I totally understand the concern re: Iron Man's Resolve (didn't Hemingway write that?), and I'm aware this needs tweaking -- possibly past the point of recognition, but that's how these things often go. (I'm less married to the scales than to the player-defined super-skills-plus-trappings thing.)

My concern with removing the scales, or redefining what Superb means based on genre, is that within the supers genre abilities can vary so wildly I'm not sure a scale of +1 to +10 would really cover it. And once we get up past Superb, it really bugs me that the character's bonus far outstrips the variability of the dice. I admit it is more intuitive to just say "I'm the Hulk -- I have +10 Super-Strength!" but the +10 itself puts me off.

This reminds me a bit of something that came up for Legends of Anglerre. When we were tossing around ideas for epic-level characters, an early one someone proposed was the idea that you'd spend spin on an attack to do something extra, or to have an effect -- like spending spin to be able to harm a dragon -- but all that really boils down to is a +3 to the defender's defense. LOA still makes use of spin for epic-level stuff like that (last time I saw it -- who knows what it looks like after editing?), although the problem remains that equally matched high-skill opponents are no more likely to get spin on a roll than their equally matched low-skill counterparts.

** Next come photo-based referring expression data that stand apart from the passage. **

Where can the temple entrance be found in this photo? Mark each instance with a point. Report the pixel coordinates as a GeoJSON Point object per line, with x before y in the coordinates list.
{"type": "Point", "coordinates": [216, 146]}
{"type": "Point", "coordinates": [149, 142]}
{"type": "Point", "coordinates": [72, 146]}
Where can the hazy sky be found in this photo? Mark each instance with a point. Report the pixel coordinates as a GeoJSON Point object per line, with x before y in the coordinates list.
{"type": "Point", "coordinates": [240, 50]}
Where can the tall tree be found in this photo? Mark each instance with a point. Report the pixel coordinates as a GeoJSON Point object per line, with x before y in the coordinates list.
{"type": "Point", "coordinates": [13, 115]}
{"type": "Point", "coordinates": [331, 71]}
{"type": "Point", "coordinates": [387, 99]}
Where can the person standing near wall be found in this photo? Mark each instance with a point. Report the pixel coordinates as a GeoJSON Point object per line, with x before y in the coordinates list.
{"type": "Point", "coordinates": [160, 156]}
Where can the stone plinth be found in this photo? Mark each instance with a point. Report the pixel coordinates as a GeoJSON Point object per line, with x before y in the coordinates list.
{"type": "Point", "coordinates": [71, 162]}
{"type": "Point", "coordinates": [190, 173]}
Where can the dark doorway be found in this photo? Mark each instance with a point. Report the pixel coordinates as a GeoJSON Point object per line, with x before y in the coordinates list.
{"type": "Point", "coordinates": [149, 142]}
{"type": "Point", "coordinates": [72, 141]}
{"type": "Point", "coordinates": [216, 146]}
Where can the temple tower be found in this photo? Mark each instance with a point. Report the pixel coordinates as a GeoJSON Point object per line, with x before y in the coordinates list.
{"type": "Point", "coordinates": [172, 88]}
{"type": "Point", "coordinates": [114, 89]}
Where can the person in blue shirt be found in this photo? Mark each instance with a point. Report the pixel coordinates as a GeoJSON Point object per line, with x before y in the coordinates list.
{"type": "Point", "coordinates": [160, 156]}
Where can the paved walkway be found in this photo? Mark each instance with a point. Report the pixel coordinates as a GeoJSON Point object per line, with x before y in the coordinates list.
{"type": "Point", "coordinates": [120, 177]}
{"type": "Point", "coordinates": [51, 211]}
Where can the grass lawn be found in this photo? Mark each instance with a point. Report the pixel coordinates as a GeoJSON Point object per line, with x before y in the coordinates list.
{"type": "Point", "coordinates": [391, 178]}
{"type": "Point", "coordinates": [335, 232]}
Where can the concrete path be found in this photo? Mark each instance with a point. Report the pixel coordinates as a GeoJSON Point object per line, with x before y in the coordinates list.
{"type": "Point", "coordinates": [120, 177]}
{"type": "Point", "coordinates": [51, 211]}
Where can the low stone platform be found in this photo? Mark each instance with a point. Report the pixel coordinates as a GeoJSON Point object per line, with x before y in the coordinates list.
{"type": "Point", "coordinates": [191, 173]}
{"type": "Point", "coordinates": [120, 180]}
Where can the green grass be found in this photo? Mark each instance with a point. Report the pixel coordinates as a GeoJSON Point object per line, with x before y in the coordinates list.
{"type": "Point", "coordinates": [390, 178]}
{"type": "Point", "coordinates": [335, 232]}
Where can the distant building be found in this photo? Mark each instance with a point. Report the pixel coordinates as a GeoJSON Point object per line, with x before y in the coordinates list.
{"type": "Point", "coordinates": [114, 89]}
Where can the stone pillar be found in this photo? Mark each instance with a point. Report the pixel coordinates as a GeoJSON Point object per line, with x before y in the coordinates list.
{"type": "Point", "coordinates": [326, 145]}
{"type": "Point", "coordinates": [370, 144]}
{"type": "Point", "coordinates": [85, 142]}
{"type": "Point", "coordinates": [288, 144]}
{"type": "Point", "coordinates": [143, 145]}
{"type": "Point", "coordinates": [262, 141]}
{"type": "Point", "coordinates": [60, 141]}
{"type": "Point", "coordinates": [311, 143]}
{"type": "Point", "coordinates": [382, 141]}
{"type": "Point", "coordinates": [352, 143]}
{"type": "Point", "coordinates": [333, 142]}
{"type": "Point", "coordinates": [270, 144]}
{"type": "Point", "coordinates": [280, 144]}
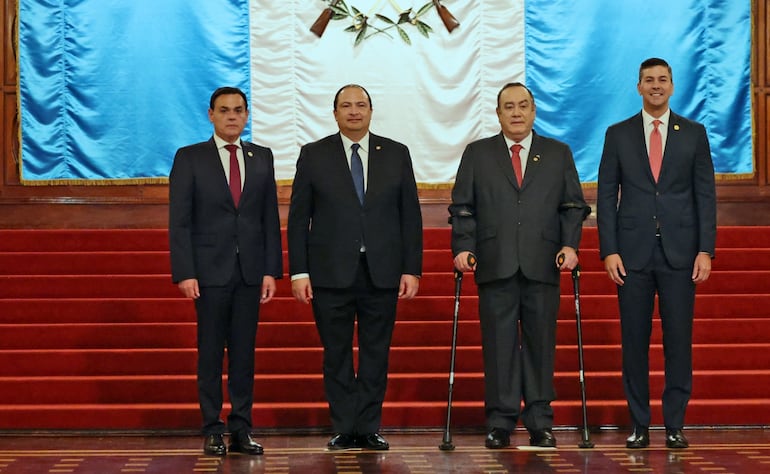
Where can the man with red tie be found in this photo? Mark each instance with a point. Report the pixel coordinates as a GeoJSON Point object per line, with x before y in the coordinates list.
{"type": "Point", "coordinates": [517, 206]}
{"type": "Point", "coordinates": [656, 213]}
{"type": "Point", "coordinates": [225, 242]}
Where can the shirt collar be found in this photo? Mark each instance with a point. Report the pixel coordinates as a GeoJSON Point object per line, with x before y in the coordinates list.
{"type": "Point", "coordinates": [526, 143]}
{"type": "Point", "coordinates": [221, 142]}
{"type": "Point", "coordinates": [648, 119]}
{"type": "Point", "coordinates": [364, 142]}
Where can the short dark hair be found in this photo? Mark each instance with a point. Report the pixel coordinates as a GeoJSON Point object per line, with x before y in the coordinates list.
{"type": "Point", "coordinates": [515, 84]}
{"type": "Point", "coordinates": [337, 95]}
{"type": "Point", "coordinates": [227, 91]}
{"type": "Point", "coordinates": [652, 62]}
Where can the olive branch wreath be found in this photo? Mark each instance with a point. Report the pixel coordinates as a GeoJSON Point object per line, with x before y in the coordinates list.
{"type": "Point", "coordinates": [365, 27]}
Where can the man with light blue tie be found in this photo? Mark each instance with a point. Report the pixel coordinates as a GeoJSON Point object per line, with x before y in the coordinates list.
{"type": "Point", "coordinates": [355, 248]}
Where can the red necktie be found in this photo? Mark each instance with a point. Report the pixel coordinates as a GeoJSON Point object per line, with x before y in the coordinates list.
{"type": "Point", "coordinates": [235, 174]}
{"type": "Point", "coordinates": [656, 150]}
{"type": "Point", "coordinates": [516, 161]}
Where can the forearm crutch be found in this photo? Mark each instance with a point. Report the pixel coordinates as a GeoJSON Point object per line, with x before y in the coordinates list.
{"type": "Point", "coordinates": [446, 442]}
{"type": "Point", "coordinates": [585, 441]}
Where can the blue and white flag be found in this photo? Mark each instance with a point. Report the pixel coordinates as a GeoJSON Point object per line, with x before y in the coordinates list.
{"type": "Point", "coordinates": [109, 89]}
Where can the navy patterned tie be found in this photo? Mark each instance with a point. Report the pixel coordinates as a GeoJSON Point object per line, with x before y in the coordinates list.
{"type": "Point", "coordinates": [357, 170]}
{"type": "Point", "coordinates": [235, 174]}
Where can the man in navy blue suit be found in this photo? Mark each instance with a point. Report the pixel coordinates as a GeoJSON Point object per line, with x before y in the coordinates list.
{"type": "Point", "coordinates": [355, 248]}
{"type": "Point", "coordinates": [656, 213]}
{"type": "Point", "coordinates": [225, 242]}
{"type": "Point", "coordinates": [518, 208]}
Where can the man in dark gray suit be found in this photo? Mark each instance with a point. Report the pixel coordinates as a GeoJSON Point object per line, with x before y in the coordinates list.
{"type": "Point", "coordinates": [656, 212]}
{"type": "Point", "coordinates": [225, 242]}
{"type": "Point", "coordinates": [517, 206]}
{"type": "Point", "coordinates": [355, 232]}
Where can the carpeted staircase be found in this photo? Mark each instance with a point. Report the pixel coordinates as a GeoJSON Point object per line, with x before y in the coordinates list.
{"type": "Point", "coordinates": [93, 335]}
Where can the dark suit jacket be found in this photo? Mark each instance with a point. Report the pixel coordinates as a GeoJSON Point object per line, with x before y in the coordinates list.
{"type": "Point", "coordinates": [682, 203]}
{"type": "Point", "coordinates": [510, 228]}
{"type": "Point", "coordinates": [205, 228]}
{"type": "Point", "coordinates": [326, 220]}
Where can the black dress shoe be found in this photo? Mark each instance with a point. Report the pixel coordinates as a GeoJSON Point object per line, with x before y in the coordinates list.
{"type": "Point", "coordinates": [342, 441]}
{"type": "Point", "coordinates": [640, 438]}
{"type": "Point", "coordinates": [675, 439]}
{"type": "Point", "coordinates": [373, 441]}
{"type": "Point", "coordinates": [542, 438]}
{"type": "Point", "coordinates": [241, 442]}
{"type": "Point", "coordinates": [497, 438]}
{"type": "Point", "coordinates": [214, 445]}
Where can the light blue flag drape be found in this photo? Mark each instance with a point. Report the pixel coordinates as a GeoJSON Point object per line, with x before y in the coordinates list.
{"type": "Point", "coordinates": [109, 89]}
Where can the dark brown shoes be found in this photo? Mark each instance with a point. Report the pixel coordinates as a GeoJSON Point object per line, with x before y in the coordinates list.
{"type": "Point", "coordinates": [639, 439]}
{"type": "Point", "coordinates": [542, 438]}
{"type": "Point", "coordinates": [498, 438]}
{"type": "Point", "coordinates": [675, 439]}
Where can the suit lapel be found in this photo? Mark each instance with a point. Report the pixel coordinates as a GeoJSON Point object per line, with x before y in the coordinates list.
{"type": "Point", "coordinates": [533, 160]}
{"type": "Point", "coordinates": [639, 142]}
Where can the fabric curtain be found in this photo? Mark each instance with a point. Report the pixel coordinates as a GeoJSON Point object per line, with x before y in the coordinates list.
{"type": "Point", "coordinates": [109, 89]}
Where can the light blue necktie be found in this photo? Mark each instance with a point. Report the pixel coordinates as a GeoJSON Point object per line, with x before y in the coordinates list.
{"type": "Point", "coordinates": [357, 170]}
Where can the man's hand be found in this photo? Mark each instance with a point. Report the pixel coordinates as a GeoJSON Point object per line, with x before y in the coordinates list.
{"type": "Point", "coordinates": [302, 290]}
{"type": "Point", "coordinates": [408, 287]}
{"type": "Point", "coordinates": [613, 264]}
{"type": "Point", "coordinates": [570, 258]}
{"type": "Point", "coordinates": [268, 289]}
{"type": "Point", "coordinates": [189, 288]}
{"type": "Point", "coordinates": [701, 269]}
{"type": "Point", "coordinates": [465, 261]}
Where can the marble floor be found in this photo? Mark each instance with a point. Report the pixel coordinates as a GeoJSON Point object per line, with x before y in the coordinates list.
{"type": "Point", "coordinates": [721, 451]}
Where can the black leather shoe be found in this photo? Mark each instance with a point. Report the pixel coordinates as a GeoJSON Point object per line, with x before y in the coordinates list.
{"type": "Point", "coordinates": [241, 442]}
{"type": "Point", "coordinates": [675, 439]}
{"type": "Point", "coordinates": [640, 438]}
{"type": "Point", "coordinates": [214, 445]}
{"type": "Point", "coordinates": [373, 441]}
{"type": "Point", "coordinates": [497, 438]}
{"type": "Point", "coordinates": [342, 441]}
{"type": "Point", "coordinates": [542, 438]}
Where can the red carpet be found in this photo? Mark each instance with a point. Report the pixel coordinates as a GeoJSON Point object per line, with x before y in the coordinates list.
{"type": "Point", "coordinates": [93, 335]}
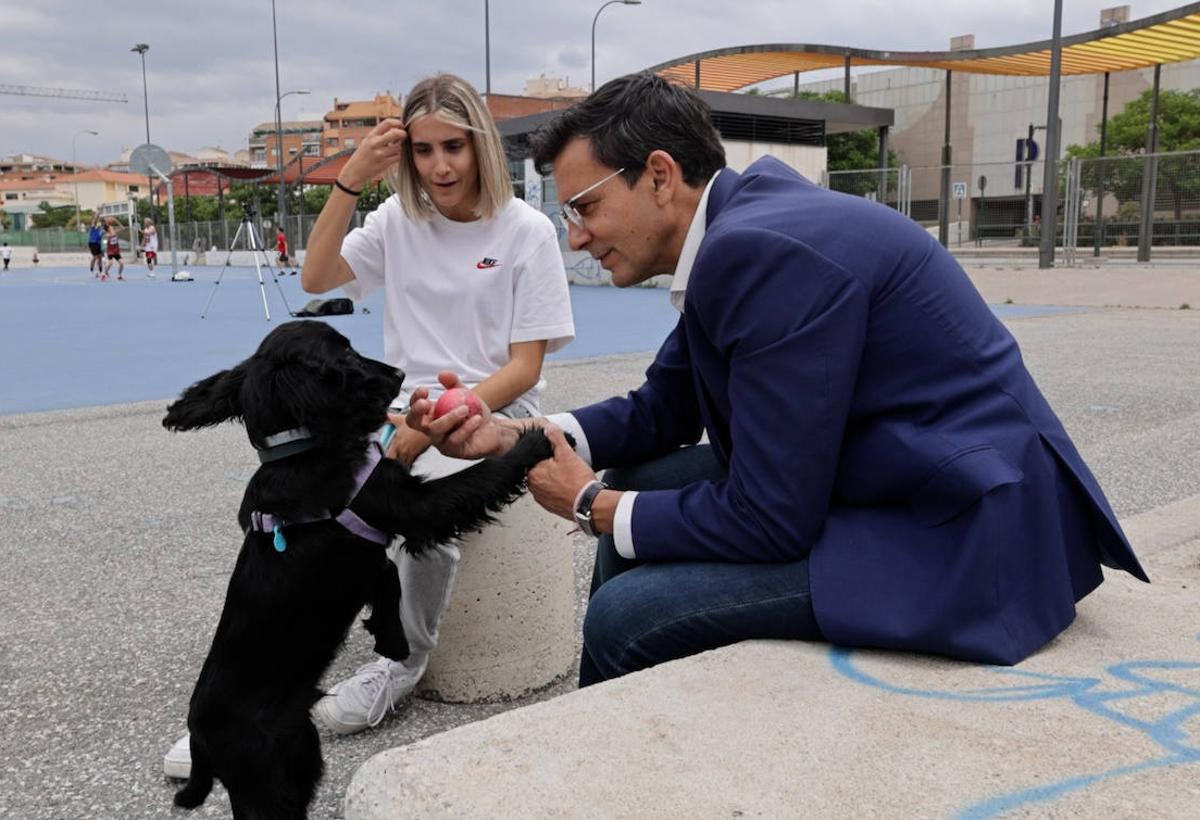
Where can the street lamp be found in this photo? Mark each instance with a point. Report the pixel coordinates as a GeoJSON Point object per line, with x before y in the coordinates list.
{"type": "Point", "coordinates": [487, 51]}
{"type": "Point", "coordinates": [279, 145]}
{"type": "Point", "coordinates": [624, 3]}
{"type": "Point", "coordinates": [142, 48]}
{"type": "Point", "coordinates": [76, 168]}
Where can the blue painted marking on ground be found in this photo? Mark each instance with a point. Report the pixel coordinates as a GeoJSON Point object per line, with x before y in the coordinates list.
{"type": "Point", "coordinates": [1170, 731]}
{"type": "Point", "coordinates": [67, 340]}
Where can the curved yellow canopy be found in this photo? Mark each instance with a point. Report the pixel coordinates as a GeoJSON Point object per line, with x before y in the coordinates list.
{"type": "Point", "coordinates": [1171, 36]}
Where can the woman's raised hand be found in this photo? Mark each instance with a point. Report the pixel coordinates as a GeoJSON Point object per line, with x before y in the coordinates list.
{"type": "Point", "coordinates": [381, 149]}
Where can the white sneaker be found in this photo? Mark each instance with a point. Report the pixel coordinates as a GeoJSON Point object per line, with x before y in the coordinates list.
{"type": "Point", "coordinates": [361, 701]}
{"type": "Point", "coordinates": [177, 764]}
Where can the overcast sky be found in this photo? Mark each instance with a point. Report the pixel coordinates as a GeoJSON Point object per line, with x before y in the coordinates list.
{"type": "Point", "coordinates": [211, 75]}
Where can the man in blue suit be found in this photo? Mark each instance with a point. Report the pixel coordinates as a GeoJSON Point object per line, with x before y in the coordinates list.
{"type": "Point", "coordinates": [880, 467]}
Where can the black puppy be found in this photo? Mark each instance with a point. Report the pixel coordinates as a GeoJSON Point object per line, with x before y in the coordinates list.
{"type": "Point", "coordinates": [318, 515]}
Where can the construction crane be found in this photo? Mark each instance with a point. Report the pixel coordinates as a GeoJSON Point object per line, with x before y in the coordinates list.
{"type": "Point", "coordinates": [64, 94]}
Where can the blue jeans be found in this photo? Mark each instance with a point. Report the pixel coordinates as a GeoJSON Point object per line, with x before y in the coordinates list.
{"type": "Point", "coordinates": [641, 614]}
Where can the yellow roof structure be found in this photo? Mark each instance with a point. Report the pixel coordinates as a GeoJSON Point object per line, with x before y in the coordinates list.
{"type": "Point", "coordinates": [1171, 36]}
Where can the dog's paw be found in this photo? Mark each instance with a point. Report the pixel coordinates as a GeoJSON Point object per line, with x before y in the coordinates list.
{"type": "Point", "coordinates": [389, 634]}
{"type": "Point", "coordinates": [532, 447]}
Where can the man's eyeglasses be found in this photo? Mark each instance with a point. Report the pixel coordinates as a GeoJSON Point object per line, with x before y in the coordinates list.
{"type": "Point", "coordinates": [568, 210]}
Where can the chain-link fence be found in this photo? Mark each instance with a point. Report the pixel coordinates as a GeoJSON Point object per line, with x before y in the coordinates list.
{"type": "Point", "coordinates": [193, 237]}
{"type": "Point", "coordinates": [1102, 202]}
{"type": "Point", "coordinates": [1113, 192]}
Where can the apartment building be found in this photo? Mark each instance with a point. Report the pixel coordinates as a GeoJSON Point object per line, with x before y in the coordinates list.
{"type": "Point", "coordinates": [293, 138]}
{"type": "Point", "coordinates": [351, 120]}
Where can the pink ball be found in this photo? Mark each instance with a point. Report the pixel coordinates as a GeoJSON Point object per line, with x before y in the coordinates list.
{"type": "Point", "coordinates": [455, 397]}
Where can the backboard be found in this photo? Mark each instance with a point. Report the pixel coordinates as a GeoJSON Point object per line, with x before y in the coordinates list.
{"type": "Point", "coordinates": [144, 156]}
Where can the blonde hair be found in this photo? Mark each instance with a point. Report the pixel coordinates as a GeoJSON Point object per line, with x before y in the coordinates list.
{"type": "Point", "coordinates": [455, 102]}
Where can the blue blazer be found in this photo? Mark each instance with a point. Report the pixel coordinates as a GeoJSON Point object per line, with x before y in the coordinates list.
{"type": "Point", "coordinates": [876, 418]}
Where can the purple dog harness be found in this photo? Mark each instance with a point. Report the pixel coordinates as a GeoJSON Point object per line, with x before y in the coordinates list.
{"type": "Point", "coordinates": [291, 442]}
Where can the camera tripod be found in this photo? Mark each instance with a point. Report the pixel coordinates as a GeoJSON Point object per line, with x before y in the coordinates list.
{"type": "Point", "coordinates": [255, 244]}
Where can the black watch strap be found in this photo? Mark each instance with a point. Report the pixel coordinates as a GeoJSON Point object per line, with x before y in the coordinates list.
{"type": "Point", "coordinates": [583, 508]}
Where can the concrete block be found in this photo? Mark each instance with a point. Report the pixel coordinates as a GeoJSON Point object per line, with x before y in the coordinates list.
{"type": "Point", "coordinates": [1102, 723]}
{"type": "Point", "coordinates": [509, 628]}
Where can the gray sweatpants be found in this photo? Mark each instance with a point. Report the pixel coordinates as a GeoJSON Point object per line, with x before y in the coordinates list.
{"type": "Point", "coordinates": [427, 580]}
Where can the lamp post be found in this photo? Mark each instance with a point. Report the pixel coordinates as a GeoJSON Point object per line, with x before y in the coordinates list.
{"type": "Point", "coordinates": [142, 48]}
{"type": "Point", "coordinates": [281, 209]}
{"type": "Point", "coordinates": [624, 3]}
{"type": "Point", "coordinates": [487, 51]}
{"type": "Point", "coordinates": [76, 168]}
{"type": "Point", "coordinates": [279, 149]}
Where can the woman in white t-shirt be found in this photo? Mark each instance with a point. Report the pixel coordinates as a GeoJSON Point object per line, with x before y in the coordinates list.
{"type": "Point", "coordinates": [473, 282]}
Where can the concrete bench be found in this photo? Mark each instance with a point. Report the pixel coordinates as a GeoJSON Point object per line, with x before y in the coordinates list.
{"type": "Point", "coordinates": [1103, 723]}
{"type": "Point", "coordinates": [509, 627]}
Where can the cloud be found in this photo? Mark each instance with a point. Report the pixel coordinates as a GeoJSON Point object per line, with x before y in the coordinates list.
{"type": "Point", "coordinates": [210, 70]}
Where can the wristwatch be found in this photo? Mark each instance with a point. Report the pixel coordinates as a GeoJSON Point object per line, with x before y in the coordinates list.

That's the kind of thing I want to avoid, and am struggling with (or "with which I struggle"). I'm not comfortable with the Hulk having Superb Might while a mook has Average Might, but nor do I like expanding that range out ad infinitum to accommodate those extremes. I really want the split between Human and Superhuman to be more than a few degrees' difference on the ladder. I fervently believe there's another option, and if separate scales isn't the solution, then there are other switches and dials still left for me to fiddle with.